Millions of Americans like Ms. Dana are hoping when a key part of the Obama Administration’s health care reform initiative goes into effect next year, it will fix these sky-rocketing costs.  The Affordable Care Act will give tens of millions of Americans new access to health care services.  But Anderson says the wild and inconsistent charges won’t be going down.

“It’s not bringing them back to a normal, reasonable amount.  It’s just constraining the rate of increase,” he said.

Ms. Dana applied for financial aid and reduced her bills from $40,000 to $10,000.

“I didn’t even have to fight them or anything.  They were great,” she said.

But even then, the remaining double-digit cost has placed such a burden on her that she’s had no choice but to leave her home for a cheaper place to live.

In another case, Tatyana Schum was at home with her dogs when a burning sensation ripped through her body.

“Unbelievable pain like I’ve never felt before,” said Ms. Schum.

The pain was from an inflamed gallbladder that had to be removed in emergency surgery.

And that 90-minute procedure produced about $18,000 in bills.
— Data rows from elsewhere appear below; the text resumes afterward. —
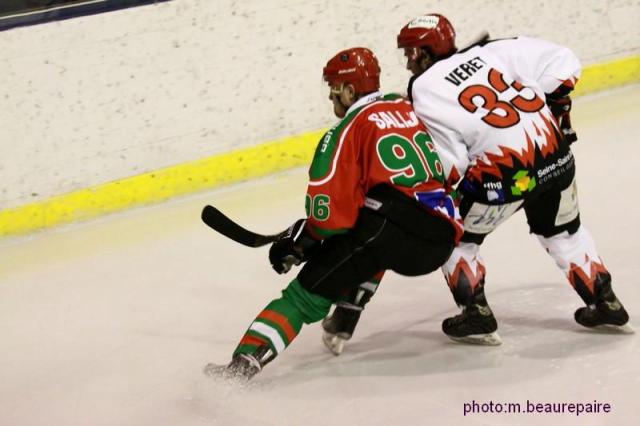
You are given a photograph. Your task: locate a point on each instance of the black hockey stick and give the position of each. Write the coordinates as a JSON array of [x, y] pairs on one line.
[[217, 221]]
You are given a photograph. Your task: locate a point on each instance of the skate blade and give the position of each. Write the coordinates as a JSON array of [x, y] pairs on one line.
[[610, 328], [489, 339], [334, 343], [221, 372]]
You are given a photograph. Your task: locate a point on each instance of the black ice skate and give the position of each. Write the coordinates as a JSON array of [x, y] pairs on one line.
[[476, 325], [242, 367], [339, 326], [607, 313]]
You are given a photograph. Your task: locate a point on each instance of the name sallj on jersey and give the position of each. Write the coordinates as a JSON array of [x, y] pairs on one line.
[[386, 120], [463, 71]]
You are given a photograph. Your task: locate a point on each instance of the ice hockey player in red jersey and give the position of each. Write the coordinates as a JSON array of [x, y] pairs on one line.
[[375, 201], [498, 112]]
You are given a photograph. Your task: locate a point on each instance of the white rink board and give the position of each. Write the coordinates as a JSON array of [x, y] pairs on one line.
[[99, 98], [111, 321]]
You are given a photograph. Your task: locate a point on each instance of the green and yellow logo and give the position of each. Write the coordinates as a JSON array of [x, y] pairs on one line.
[[522, 182]]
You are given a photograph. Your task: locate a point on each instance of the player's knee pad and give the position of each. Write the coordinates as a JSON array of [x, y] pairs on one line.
[[311, 307], [465, 273], [570, 250]]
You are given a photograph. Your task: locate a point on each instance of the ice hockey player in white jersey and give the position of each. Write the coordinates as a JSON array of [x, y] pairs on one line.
[[499, 115]]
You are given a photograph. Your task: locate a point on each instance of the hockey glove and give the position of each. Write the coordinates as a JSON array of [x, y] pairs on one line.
[[295, 247], [560, 106]]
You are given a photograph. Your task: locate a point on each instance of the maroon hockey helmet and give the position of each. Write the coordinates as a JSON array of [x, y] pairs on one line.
[[357, 66], [432, 31]]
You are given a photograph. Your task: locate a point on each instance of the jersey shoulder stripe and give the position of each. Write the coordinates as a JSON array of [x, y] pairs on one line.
[[326, 149]]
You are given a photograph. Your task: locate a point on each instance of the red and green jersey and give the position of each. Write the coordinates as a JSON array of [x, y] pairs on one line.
[[380, 141]]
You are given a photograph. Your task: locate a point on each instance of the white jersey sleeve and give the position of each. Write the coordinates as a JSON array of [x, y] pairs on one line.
[[485, 107], [530, 59]]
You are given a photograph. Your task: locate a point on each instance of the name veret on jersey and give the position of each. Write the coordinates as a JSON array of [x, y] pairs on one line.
[[463, 71]]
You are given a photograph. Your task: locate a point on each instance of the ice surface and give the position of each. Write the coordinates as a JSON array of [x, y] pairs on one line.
[[110, 322]]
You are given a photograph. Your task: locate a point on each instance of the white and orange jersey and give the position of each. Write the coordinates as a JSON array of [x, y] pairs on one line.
[[485, 107]]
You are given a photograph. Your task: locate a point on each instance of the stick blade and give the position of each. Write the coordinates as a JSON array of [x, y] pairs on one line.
[[219, 222]]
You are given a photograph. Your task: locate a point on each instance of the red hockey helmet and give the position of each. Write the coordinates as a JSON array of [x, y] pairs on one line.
[[357, 66], [433, 32]]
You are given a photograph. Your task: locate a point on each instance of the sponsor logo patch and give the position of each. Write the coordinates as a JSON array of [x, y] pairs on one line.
[[522, 182]]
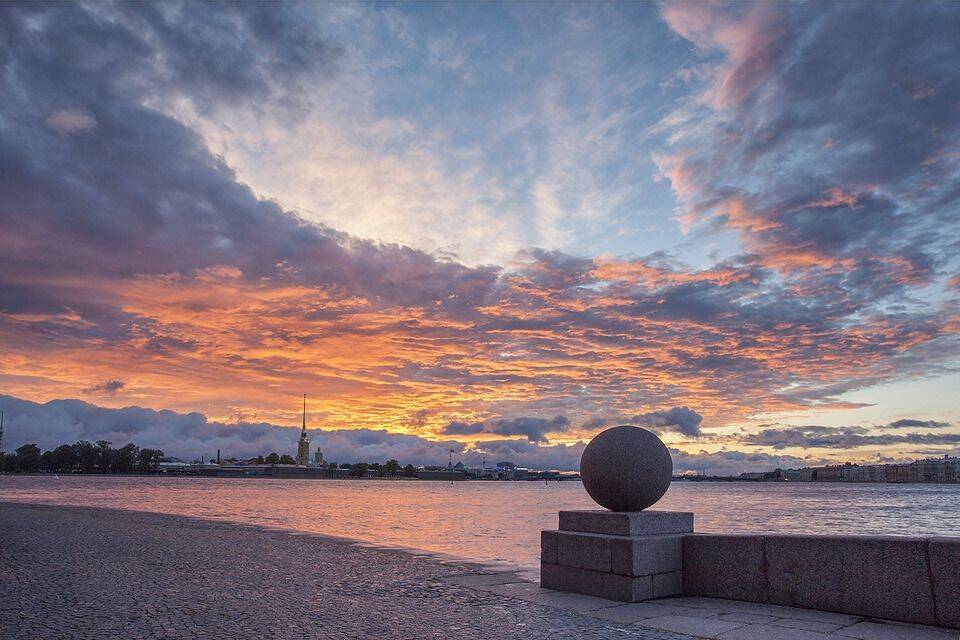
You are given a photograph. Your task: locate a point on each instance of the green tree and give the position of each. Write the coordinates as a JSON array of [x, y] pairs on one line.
[[104, 456], [87, 455], [28, 458], [126, 458], [149, 459]]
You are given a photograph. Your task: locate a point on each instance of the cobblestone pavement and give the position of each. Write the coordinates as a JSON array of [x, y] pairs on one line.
[[69, 572]]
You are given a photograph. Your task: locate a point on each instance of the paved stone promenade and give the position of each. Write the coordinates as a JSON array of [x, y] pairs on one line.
[[69, 572], [87, 573]]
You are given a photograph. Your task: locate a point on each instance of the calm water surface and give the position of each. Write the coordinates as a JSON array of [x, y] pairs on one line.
[[498, 521]]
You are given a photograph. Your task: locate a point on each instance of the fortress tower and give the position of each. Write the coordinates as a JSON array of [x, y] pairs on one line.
[[303, 447]]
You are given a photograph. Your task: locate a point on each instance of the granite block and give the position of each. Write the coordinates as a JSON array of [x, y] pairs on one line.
[[627, 523], [667, 584], [724, 566], [944, 555], [583, 550], [877, 576], [548, 546], [644, 555], [595, 583]]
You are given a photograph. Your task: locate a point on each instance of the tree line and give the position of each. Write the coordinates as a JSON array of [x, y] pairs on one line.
[[83, 456], [102, 457]]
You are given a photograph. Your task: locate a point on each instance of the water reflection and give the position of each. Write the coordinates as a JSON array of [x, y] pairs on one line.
[[498, 521]]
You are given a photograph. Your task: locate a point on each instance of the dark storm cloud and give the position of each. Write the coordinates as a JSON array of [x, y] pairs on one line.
[[911, 423], [682, 419], [191, 435], [834, 162], [110, 387], [534, 429], [114, 188], [818, 437], [103, 193]]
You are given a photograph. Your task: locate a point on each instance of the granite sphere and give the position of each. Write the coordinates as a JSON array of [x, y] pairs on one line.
[[626, 468]]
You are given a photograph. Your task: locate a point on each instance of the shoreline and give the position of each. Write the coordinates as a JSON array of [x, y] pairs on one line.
[[438, 556], [91, 572], [84, 572]]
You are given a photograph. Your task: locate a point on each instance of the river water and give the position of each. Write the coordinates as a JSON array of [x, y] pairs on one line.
[[497, 521]]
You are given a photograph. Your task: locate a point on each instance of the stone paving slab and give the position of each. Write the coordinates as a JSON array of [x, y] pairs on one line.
[[69, 573], [894, 631]]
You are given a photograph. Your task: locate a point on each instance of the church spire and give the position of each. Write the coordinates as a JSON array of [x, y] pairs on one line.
[[303, 447]]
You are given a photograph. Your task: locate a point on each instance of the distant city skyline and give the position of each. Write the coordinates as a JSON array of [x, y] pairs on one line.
[[503, 226]]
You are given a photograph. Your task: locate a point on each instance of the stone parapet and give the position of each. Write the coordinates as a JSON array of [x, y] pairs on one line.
[[629, 567], [901, 578], [631, 523]]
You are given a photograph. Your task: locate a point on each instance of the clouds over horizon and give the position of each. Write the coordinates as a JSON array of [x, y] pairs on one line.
[[137, 267], [191, 435]]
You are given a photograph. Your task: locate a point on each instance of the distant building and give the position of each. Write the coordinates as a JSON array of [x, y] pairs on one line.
[[303, 447], [929, 470]]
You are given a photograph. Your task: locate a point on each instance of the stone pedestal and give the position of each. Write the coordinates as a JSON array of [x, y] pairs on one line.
[[624, 556]]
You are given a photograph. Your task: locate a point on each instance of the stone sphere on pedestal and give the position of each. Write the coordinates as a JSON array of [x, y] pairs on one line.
[[626, 468]]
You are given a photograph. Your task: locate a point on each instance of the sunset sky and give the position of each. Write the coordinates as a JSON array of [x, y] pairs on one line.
[[494, 227]]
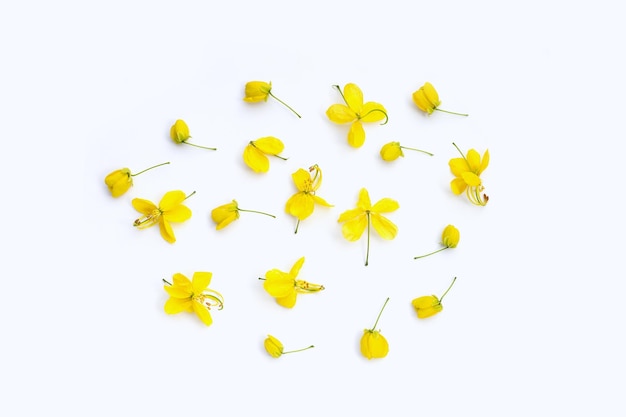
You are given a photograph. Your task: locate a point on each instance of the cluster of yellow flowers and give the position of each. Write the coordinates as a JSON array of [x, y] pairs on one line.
[[195, 295]]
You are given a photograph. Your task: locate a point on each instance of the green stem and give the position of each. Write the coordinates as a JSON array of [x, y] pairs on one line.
[[444, 294], [451, 112], [414, 149], [148, 169], [285, 104], [299, 350], [198, 146], [428, 254], [260, 212], [379, 314]]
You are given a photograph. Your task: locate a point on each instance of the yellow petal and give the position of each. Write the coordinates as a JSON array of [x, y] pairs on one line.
[[356, 135], [385, 205], [338, 113], [385, 227], [255, 159]]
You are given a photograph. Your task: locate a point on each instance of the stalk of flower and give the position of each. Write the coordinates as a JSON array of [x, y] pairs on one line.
[[169, 210], [302, 204], [257, 91], [427, 100], [393, 150], [119, 181], [193, 296], [429, 305], [467, 170], [365, 215], [275, 348], [373, 343], [227, 213], [254, 154], [179, 133], [355, 112], [449, 239]]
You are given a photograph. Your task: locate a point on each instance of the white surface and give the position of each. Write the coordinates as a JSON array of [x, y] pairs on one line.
[[535, 321]]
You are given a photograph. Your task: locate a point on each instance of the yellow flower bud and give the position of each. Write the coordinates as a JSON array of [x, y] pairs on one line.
[[450, 236], [391, 151], [119, 181]]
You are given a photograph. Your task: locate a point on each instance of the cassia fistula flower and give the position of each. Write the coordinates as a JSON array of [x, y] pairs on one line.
[[427, 100], [193, 296], [355, 112], [393, 150], [429, 305], [373, 343], [254, 154], [284, 286], [365, 215], [169, 210], [301, 204], [257, 91], [466, 171], [274, 347], [228, 213], [120, 180], [179, 133], [449, 239]]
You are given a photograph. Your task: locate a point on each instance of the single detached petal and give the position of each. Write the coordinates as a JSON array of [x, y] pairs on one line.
[[385, 227]]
“$18,000 seems a little bit crazy,” said Ms. Schum. “But then how do you know?”

You don’t, according to Anderson at Johns Hopkins.

“If you go to a hospital in the United States and you want to know what you’re going to get charged for an MRI or a day in the hospital or anything, they’re not going to tell you.  And they’re not required to tell you by law,” said Anderson.

“That’s hard for me to swallow, and I’ll tell you why: It’s because everybody’s going to need a hospital at some point,” said Ms. Schum.

Michelle Katz, a nurse and health care consultant. looked at the $18,000 bill.  She’s written two books on how to bring down hospital costs.  Ms. Katz says patients can look out for additional charges or errors in bill coding.

“You know when you’re typing on your iPhone and you accidentally push “P” instead of “O”?  That happens to people, and unfortunately it may be a code that’s $50 compared to a code that’s $1,000,” said Ms. Katz.

Gallbladder surgery is seen as a moderate problem, or Level 3 in hospital speak.  But Ms. Schum was charged for a hospital stay with a Level 4 or high severity problem, the nurse noted.

Ms. Katz says sometimes a hospital charges a patient under a code that includes things that have already been billed.

“It’s kind of like getting the Happy Meal [at McDonald’s] and knowing what comes in it, then they charge you for an extra hamburger, and you didn’t order it,” she said.

“And don’t forget the high cost of medication and medical supplies.  These $60 charges?  They’re bags of salt water – or saline solution.  You can buy them online for less than $2.50 each.”

“And you say, ‘but it doesn’t cost $60.’  And they say, ‘but that’s how much it costs in a hospital,'” said Anderson.

Ms. Schum took her bills to the hospital and the doctors to try to reduce her charges.  In all, they agreed to cut her bills from nearly $18,000 to $10,000.

“It’s amazing.  And it’s much more manageable,” she said.

They even gave Ms. Schum a payment timetable that works with her income.  And she hopes hospitals will start providing more cost transparency to patients so everyone can know they’re getting good care at a fair price.